I like the look of Carrier Command 2, and that doesn’t even have much by way of textures; it uses mostly untextured polygons, with some low-resolution nearest-neighbor-scaled textures for things like displays.
https://www.youtube.com/watch?v=z15zGaCUjxo
They are signature, and that’s why they’re an aesthetic choice. I’ve heard people refer to the N64 as a “blur factory”, because it was low res with even worse textures, if it had any at all. Likewise, the PS1 looked like everything was under water. If your stealth game has a secret agent and a PS1 aesthetic, we know you’re trying to take a shot at MGS1. If your horror game has a PS1 aesthetic, we know it’s your spin on Resident Evil or Silent Hill. That signature look conveys to its target audience what kind of game they’re making, and it conveys it very quickly. As a bonus, it can often be cheaper than trying to make a modern art style with fewer “flaws”.
Really? You don’t understand why people might look back fondly on the hardware limitations of early games that they now feel nostalgic for? There are still people making Game Boy games and physically releasing them, to the point that there’s now third-party handhelds that can play GB/GBC cartridges. There’s still a thriving Commodore 64 gaming community.
Edited for tone, I was having a bad day earlier.

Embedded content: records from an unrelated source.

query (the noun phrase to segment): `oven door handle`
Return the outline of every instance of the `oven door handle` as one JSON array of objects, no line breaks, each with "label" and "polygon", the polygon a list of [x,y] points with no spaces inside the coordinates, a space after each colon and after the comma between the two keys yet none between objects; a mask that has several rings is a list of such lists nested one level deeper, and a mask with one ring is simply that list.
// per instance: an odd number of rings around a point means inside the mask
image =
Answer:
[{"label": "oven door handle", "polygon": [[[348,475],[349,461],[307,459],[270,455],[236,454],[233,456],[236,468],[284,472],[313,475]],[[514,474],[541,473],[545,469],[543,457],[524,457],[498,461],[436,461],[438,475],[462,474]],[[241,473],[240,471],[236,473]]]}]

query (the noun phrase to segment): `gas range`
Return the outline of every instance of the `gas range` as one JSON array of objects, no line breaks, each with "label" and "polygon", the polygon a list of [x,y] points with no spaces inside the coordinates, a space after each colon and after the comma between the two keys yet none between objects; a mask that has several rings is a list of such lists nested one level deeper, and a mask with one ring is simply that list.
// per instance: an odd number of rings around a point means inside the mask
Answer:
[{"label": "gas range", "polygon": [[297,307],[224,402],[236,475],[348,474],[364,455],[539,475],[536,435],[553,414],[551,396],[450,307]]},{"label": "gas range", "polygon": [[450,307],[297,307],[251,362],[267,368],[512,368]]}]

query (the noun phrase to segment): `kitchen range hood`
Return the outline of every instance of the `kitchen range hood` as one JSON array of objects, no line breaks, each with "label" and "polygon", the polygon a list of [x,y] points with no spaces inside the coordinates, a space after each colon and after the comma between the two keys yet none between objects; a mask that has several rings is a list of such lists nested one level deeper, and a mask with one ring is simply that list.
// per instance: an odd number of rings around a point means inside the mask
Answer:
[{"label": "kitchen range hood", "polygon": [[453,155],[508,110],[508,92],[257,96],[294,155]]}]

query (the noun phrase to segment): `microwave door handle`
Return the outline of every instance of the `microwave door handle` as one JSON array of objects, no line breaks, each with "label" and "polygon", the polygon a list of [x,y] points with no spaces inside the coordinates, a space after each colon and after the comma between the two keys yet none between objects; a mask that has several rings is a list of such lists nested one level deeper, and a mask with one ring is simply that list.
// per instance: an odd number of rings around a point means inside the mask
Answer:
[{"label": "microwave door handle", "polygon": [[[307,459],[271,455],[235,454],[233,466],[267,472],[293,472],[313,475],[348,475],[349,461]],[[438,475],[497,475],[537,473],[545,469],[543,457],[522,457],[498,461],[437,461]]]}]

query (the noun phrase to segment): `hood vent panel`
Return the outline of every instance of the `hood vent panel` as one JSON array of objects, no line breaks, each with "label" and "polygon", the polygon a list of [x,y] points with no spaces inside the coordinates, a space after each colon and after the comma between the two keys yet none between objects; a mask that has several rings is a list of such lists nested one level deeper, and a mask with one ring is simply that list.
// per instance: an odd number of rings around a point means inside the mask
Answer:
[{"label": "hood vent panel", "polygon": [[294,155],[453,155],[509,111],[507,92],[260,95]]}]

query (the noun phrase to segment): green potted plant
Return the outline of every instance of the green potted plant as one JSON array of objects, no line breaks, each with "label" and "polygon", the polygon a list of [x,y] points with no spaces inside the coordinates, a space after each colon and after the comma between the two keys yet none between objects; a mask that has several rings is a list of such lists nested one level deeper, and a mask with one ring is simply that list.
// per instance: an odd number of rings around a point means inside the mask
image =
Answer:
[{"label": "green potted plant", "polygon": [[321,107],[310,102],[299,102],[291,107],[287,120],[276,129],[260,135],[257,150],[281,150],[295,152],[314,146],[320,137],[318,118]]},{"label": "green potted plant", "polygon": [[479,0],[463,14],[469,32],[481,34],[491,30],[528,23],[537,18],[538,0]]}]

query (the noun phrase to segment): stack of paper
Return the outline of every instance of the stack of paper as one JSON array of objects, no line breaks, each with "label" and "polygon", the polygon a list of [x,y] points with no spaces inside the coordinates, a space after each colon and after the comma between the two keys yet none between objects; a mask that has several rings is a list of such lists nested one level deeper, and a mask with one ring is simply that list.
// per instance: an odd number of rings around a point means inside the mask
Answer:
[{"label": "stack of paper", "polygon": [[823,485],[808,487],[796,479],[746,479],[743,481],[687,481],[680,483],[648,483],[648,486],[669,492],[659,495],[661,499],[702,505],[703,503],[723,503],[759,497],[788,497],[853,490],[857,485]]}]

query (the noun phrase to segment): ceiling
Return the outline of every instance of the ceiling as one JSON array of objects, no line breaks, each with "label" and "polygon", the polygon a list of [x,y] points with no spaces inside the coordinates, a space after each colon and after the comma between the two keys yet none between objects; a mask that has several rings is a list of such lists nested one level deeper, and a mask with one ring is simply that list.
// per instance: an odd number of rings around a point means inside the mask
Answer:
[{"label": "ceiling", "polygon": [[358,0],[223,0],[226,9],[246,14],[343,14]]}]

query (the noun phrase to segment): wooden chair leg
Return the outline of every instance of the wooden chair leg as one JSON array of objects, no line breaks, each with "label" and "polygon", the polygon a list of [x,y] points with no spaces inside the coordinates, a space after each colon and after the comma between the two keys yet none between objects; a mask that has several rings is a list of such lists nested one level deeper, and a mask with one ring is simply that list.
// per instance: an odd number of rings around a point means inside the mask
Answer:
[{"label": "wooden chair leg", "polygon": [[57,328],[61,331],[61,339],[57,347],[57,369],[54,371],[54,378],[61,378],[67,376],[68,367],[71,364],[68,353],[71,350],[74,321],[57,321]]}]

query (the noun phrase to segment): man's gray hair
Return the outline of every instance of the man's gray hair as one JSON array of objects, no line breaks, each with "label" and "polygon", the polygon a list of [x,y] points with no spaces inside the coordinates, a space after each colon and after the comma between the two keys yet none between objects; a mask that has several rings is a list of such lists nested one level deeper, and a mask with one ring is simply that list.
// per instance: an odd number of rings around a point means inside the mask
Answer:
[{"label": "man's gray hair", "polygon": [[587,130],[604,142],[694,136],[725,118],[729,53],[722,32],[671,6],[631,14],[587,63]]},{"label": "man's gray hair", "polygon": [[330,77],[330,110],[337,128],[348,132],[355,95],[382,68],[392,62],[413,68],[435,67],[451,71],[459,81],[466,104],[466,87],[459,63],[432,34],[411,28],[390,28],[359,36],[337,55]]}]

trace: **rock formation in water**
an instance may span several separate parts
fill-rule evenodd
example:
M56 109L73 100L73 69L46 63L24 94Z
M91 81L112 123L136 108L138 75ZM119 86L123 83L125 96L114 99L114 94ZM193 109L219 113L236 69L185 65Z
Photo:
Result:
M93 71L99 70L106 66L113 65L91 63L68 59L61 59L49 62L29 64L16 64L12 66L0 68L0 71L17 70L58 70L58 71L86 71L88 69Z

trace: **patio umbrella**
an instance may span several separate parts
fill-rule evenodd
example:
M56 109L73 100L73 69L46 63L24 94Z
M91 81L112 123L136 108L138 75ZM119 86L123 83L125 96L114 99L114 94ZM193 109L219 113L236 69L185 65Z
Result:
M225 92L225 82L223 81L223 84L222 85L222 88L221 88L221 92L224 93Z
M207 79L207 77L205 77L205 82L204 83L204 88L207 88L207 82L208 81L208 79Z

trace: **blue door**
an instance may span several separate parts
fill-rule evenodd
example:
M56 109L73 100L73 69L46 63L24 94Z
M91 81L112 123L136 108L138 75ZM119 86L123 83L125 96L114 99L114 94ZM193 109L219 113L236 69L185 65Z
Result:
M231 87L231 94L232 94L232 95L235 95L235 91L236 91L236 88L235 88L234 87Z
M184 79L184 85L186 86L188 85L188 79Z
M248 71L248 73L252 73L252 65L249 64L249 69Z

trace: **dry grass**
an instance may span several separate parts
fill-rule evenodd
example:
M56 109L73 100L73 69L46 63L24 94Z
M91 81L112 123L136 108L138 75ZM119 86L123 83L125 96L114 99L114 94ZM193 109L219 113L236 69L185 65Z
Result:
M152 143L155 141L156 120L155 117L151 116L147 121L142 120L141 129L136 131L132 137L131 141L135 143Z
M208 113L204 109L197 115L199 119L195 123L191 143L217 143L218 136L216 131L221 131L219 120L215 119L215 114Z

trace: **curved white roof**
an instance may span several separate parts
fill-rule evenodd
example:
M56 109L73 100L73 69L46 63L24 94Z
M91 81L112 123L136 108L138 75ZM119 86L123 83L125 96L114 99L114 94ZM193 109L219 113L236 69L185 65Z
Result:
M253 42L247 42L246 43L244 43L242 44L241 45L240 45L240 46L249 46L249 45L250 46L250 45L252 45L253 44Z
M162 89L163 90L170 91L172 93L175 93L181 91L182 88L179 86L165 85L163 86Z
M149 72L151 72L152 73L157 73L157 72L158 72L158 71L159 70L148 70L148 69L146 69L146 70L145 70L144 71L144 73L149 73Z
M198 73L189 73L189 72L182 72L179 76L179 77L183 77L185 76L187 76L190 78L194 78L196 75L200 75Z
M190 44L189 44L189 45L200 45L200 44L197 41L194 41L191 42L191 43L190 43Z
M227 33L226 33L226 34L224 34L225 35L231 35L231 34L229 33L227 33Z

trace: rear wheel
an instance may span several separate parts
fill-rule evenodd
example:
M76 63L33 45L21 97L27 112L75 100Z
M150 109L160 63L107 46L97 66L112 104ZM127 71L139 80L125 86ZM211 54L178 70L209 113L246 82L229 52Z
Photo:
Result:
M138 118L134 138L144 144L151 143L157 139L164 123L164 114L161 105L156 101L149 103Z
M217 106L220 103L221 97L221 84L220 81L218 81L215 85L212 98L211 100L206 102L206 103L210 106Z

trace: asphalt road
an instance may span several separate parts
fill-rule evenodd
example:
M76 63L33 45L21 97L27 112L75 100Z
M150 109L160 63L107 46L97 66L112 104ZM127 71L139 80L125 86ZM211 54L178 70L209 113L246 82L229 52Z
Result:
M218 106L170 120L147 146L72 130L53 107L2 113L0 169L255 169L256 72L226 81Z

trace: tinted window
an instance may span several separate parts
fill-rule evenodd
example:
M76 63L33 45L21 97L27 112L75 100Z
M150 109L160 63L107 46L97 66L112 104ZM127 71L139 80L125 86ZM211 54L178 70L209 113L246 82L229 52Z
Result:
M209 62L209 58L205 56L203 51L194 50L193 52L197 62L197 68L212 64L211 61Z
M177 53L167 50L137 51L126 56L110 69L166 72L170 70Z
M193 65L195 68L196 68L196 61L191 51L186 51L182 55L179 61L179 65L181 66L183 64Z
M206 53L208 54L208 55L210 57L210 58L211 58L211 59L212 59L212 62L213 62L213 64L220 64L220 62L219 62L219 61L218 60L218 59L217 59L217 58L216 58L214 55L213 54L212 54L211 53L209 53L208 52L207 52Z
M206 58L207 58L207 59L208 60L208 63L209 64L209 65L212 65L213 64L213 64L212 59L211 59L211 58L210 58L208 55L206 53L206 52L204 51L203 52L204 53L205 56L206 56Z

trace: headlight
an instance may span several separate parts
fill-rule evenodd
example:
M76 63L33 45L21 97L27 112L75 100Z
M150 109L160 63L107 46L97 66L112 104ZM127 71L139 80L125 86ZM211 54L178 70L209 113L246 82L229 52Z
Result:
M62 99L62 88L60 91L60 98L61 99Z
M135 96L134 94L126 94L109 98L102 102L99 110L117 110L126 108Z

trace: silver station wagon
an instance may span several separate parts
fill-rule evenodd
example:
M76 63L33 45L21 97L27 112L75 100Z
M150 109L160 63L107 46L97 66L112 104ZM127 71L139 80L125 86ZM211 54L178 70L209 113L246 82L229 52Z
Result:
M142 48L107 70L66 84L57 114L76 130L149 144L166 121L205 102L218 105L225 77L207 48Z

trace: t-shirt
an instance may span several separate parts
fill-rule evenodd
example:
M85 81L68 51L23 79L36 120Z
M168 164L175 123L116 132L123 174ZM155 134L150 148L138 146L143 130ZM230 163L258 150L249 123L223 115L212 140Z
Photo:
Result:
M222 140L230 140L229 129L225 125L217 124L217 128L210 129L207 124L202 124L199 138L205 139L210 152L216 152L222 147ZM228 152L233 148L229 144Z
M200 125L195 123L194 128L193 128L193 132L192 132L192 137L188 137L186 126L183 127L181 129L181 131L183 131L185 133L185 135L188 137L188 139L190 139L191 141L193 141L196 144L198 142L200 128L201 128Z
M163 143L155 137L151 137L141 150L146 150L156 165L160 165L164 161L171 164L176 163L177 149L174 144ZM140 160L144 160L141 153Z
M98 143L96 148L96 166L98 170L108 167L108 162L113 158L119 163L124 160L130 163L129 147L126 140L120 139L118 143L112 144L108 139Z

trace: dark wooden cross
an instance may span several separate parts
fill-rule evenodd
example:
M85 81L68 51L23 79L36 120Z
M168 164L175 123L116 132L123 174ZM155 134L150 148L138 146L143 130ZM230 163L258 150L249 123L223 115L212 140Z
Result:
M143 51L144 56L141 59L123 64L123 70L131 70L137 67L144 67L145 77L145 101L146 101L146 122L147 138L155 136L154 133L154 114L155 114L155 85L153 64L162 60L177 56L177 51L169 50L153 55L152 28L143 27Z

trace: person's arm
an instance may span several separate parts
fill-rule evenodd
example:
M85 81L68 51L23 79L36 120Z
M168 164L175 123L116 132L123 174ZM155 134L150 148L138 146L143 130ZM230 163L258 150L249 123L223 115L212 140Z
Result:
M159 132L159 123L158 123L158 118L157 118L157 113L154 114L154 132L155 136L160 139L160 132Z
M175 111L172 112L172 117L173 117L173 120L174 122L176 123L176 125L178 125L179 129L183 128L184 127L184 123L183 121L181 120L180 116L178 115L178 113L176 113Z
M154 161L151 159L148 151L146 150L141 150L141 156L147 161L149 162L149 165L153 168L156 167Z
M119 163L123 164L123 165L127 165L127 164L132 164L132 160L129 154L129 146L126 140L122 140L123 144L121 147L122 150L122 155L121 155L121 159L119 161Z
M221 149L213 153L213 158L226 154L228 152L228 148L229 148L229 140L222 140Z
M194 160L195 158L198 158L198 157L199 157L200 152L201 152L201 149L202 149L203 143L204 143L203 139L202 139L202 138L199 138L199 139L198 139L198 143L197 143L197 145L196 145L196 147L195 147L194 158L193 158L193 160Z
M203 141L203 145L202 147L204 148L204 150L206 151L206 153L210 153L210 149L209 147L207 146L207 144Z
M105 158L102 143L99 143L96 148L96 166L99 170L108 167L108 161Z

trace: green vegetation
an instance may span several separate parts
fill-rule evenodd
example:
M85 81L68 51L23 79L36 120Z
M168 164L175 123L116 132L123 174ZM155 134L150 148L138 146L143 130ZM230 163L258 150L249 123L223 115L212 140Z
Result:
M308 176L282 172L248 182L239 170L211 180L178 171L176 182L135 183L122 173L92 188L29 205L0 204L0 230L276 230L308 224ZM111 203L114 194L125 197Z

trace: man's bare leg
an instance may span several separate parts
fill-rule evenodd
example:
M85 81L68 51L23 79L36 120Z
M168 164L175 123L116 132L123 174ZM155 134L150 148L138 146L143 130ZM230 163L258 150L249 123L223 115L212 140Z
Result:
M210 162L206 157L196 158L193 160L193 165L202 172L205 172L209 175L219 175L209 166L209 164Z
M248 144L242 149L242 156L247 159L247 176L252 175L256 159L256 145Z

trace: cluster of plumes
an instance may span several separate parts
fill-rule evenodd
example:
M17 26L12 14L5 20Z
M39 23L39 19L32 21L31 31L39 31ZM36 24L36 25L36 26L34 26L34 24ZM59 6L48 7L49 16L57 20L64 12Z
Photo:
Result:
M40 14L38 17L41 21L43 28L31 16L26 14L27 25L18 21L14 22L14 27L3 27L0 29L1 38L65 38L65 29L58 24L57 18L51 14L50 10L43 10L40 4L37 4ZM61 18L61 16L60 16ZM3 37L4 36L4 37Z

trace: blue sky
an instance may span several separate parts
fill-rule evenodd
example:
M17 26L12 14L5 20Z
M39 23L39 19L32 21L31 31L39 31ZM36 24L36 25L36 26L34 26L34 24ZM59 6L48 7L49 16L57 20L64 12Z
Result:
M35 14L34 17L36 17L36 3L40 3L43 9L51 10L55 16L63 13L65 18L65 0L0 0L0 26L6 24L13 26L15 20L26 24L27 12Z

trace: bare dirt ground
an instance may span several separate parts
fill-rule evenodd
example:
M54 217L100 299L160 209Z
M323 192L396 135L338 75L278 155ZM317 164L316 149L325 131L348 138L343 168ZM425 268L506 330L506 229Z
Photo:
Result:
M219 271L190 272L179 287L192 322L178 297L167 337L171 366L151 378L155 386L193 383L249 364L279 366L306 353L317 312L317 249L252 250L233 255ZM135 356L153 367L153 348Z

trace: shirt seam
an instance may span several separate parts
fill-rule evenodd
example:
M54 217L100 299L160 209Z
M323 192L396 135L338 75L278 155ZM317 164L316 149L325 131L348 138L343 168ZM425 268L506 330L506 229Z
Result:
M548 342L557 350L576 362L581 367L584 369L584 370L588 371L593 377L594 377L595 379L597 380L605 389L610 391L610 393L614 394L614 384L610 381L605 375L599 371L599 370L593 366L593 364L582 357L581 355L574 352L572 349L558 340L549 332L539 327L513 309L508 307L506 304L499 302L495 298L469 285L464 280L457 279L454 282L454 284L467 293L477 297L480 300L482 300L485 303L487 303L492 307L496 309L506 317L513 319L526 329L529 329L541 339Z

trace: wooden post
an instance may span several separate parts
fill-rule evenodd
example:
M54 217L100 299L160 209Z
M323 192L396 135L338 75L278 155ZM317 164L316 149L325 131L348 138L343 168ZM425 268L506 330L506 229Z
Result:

I have a Commodore 64 with a Commodore 64 monitor in my storage. I’m more than willing to parr with it if you can find someone who is interested
Some people love the pop and hiss of records.
Some people love the ‘warm’ but inaccurate sound of tube amplifiers
People loved polaroid photos too. They were an objectively ‘bad’ media even when first introduced. But they were instant and through the miscellanea they captured, eventually a polaroid aesthetic appeared, something people want - where originally they cared about the instant photo part.
There are some things that are still weird to bring back. Like in comparison with pixel art: pixel art was a limitation but also a medium and the best art was created by masterfully utilizing it to its limits, but the PS1-style polygon z-fighting and weird texture warping were not seen as a medium, I can’t really think of a game that would utilize them for any artistic purpose, the most masterful use for them was to make them as invisible to end users as possible, and the whole art was in getting them to a minimum.
Introducing them purposefully and setting them center-stage feels weird, like building a new car out of rusty parts and making sure the seats properly smell of old farts. It is an aesthetic, for sure, but not an attractive one.
Well said. I don’t think people genuinely understand the technical difficulties this problem posed and how it only produced negatives- it’s like having a serious movie scene and then the main character randomly has chihuahua legs because of perspective warping. When it happens during gameplay it can be confusing, too. There’s no charm at all and it’s not the fun kind of jank like with physics ragdolls.
It’s not really meant to be beautiful or functional or push boundaries, it’s meant to create (or recreate) a certain atmosphere or aesthetic sense. And you can’t forget that Puppet Combo’s games got really popular on YouTube and Twitch, so their style inspired and was iterated on by others. Mouthwashing was also really influential.
Sometimes things are intentionally ugly or weird or messy or technologically outdated. Sometimes people think it’s cool to make a car out of rusty parts.
Nostalgia turns it into an art style and aesthetic. The same thing happened with pixel graphics. We’re going through the ages of video game graphics again as people that grew up with those games are now the ones creating the games. In a few years i bet we’ll start seeing games with the aesthetic of GameCube and the PS2 games.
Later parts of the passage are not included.